1. Technical Field of the Invention
The present invention relates in general to the telecommunications field and, in particular, to a method and apparatus for continuously synchronizing transmitted and received symbols in a telecommunications system.
2. Description of Related Art
In a mobile communications system, when transmitting and receiving information carrying symbols, the transmitted and received signals need to be synchronized. For Example, a receiver must know just when in time a particular symbol begins and ends.
Symbols can be of different natures. For example, in a standard 64 kbit/s pulse code modulated (PCM) link, a symbol comprises an 8-bit word, and a user must synchronize transmissions with respect to these 8-bit words. Consequently, every identified symbol can then be interpreted in the same way. However, a symbol can comprise several subsymbols, and in that case, each subsymbol would have to be interpreted in a different way. An example of such a symbol is a Transcoding and Rate Adaptation Unit (TRAU) frame, which is transmitted on the Abis interface in the Global System for Mobile Communications (GSM). With such a complex symbol as a TRAU frame, the relative position of one subsymbol with respect to other subsymbols in the frame has to be determined in order for the subsymbol of interest to be correctly interpreted.
FIG. 1 is a diagram that illustrates a conventional TRAU frame, such as the type used in the GSM. Referring to FIG. 1, assume, for simplicities sake, that each symbol is digital and has a value of "0" or "1", and bit synchronization is perfect. Consequently, it is relatively easy to describe a method for finding the relative position of the subsymbols (e.g., the "D" and "C" bits in the TRAU frame). In FIG. 1, the information-carrying bits (C, D and T) are bounded by a pattern of known bits ("0" and "1"), which are commonly referred to as synchronization bits. The complete set of bits (0, 1, C, D and T) comprise the frame. By searching the received information stream of bits for this known pattern, the position of the frame in time can be determined and, thus, the relative position of each information carrying bit (C, D or T).
As long as the frame pattern remains intact, it is easy to determine the relative position of each subsymbol in the frame. However, due to disturbances that can occur on the transmission path, a bit or pair of bits in the frame can be duplicated or deleted.

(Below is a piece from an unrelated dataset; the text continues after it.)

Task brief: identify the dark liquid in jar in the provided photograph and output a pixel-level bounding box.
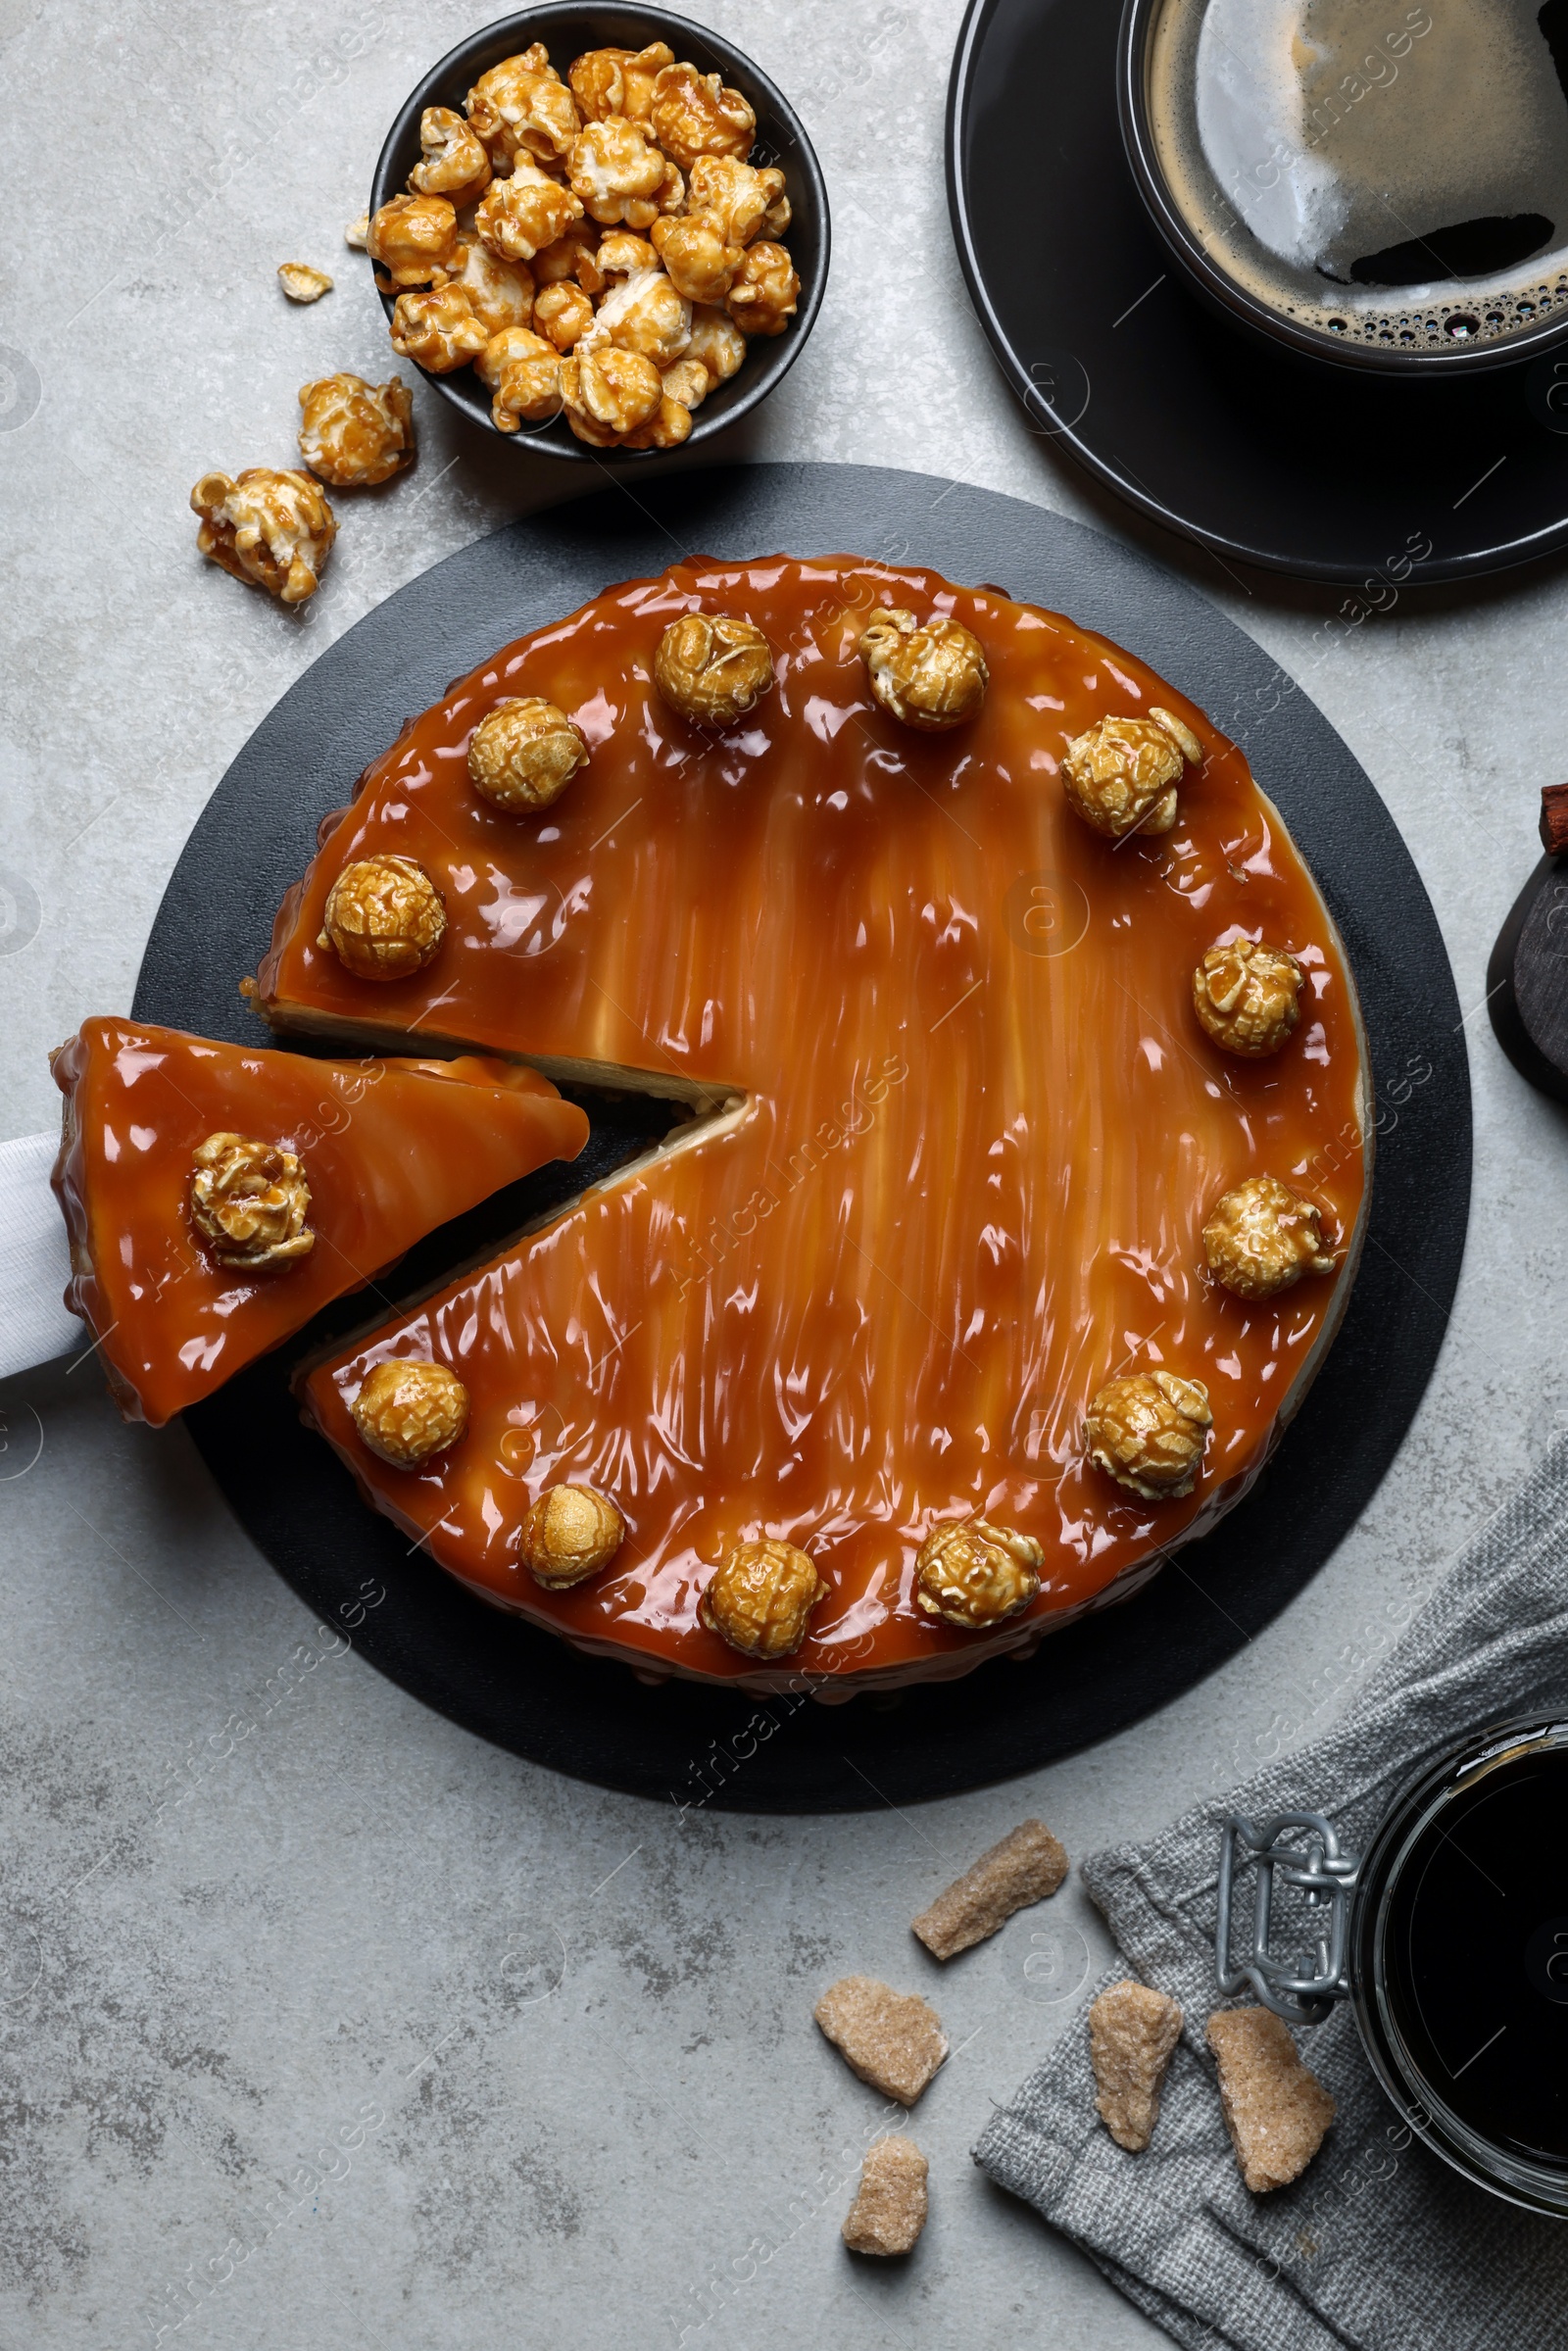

This phenomenon is referred to as a "bit slip." A method used for searching the received information stream, estimating the relative position of information-carrying symbols, and compensating for bit slip, is referred to as a synchronization algorithm.
In order to better describe the problem, it is useful to assume that the bits shown in FIG. 1 are received serially, with the upper leftmost bit being received first, and the subsequent bits being received in order from left to right and downwards. In this example, it is also useful to assume that bit slips will occur for pairs of bits (i.e., a subsymbol comprises two bits), and only one bit slip will occur per frame.
In a typical synchronization algorithm for a TRAU, the frame position is given by the first 17 bits in the frame. With respect to FIG. 1, these bits (0000 0000 0000 0000 1) are referred to as the "sync header." In order to make an adjustment for a bit slip (as defined directly above), the sync header can move its relative position by being advanced or delayed in time by two bits. Once the frame position has been determined by the 17 bit sync header, the remaining sync bits (referred to as "single sync bits") are each checked to see if they are equal to "1" (i.e., correct). If errors begin to occur in the single sync bits, the next functional section of the receiving device is informed of this error condition, and appropriate error concealment actions can be performed. In the event that the information being carried by the bits in the frame correspond to speech parameters that are to be input to a speech decoder, such an error concealment action would be to discard the current erroneous frame and re-use the prior received frame, possibly together with some amount of muting.
FIG. 2 is a flow diagram of a conventional synchronization algorithm (10), such as the algorithm used for the GSM. A basic problem with the existing synchronization algorithm is that when a bit slip occurs (e.g., step 24), the frame being received is corrupted and remains so until the next frame is received (step 26 and return to step 14). This bit slip can be detected by checking the single sync bits, and a decision can be made to either use the received, corrupted frame or apply some error concealment actions (26). Nevertheless, the problem still remains that certain information bits have been lost. In other words, the frame is corrupted from the point in time where the bit slip occurs (at step 24) until the next sync header is received (step 14). It is only until the next sync header is received that the estimated frame position can then be adjusted and the future effects of the bit slip neutralized.